My teens have reached an interesting limbo of adolescence. They are past fighting over who is touching who in the car, school doesn’t define or consume them, and full-time work and adult relationships remain in the foggy future.
So the hands-on, physically exhausting part of child-rearing is over, and the emotional, financial, intellectually stimulating portion is underway. Their childhood is ending, and I’m not sad. I like our conversations and interactions. Well, not all of them; telling your kid to pick up her stinky, sweaty athletic gear and do her homework or chores gets old fast. But I love discussing their friends, movies, sports, and classes. It’s nice that they still want to share, complain, and bounce ideas off me and their dad.
And just when I think they don’t need me anymore, there’s driving practice, daily chauffeuring, parental attention, and emotional support. I still scold and judge and explain, and hug and kiss and hold. They even listen to some of my suggestions and observations about their life, most recently: “Slow down when you speak so your message will be heard and remembered” or “Want to go to a job fair and talk to people about different kinds of work?”

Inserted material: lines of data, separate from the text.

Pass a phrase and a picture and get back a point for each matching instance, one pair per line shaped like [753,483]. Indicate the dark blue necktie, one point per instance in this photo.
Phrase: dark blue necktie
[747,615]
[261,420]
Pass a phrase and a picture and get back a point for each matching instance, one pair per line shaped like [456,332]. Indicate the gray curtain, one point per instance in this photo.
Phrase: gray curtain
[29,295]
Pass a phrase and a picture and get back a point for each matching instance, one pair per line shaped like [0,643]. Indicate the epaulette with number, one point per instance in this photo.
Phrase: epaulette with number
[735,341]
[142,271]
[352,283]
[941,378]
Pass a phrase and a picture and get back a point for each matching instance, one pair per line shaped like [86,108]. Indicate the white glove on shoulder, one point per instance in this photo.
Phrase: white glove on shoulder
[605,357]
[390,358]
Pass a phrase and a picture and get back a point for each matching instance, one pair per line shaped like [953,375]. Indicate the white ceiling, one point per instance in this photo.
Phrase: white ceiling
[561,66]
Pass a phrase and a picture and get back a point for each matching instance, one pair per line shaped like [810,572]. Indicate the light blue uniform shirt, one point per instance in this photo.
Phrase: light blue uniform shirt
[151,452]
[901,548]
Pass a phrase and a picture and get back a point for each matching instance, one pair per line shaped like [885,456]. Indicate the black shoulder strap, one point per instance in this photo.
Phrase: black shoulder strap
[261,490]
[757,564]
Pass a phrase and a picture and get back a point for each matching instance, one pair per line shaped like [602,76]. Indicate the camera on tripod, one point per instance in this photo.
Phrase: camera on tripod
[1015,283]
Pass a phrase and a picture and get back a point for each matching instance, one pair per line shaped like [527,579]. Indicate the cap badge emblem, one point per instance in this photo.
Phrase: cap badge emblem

They know what mom or dad would say. But as the girls rely on us less, they also sense their dependent, idyllic stage ending and hold tightly to their mommy time. Thing 1 still wants mommy-crafted green drinks twice a day. Thing 2 continues to enjoy hair-stroking, lots of kisses and hugs before bed, and snuggling tightly against my side on the couch.
I can’t wait to see their important choices:
- What work will they pursue?
- Who will they marry?
- What kind of parents will they be?
- What will my grandkids be like?
Marinating in the present, enjoying the last minty bits of childhood, is good too. I see them every day and continue as their consistent anchor and authority figure. I get to be their most important person.
When it all changes, these days will be like the savory taste memory of Grandma’s special cookies. Childhood and time only flow one way.
1 thought on “The End of the Toothpaste Tube of Childhood”
I have been thankful for every day of their childhood and will continue to be thankful for every day of their impending adulthood.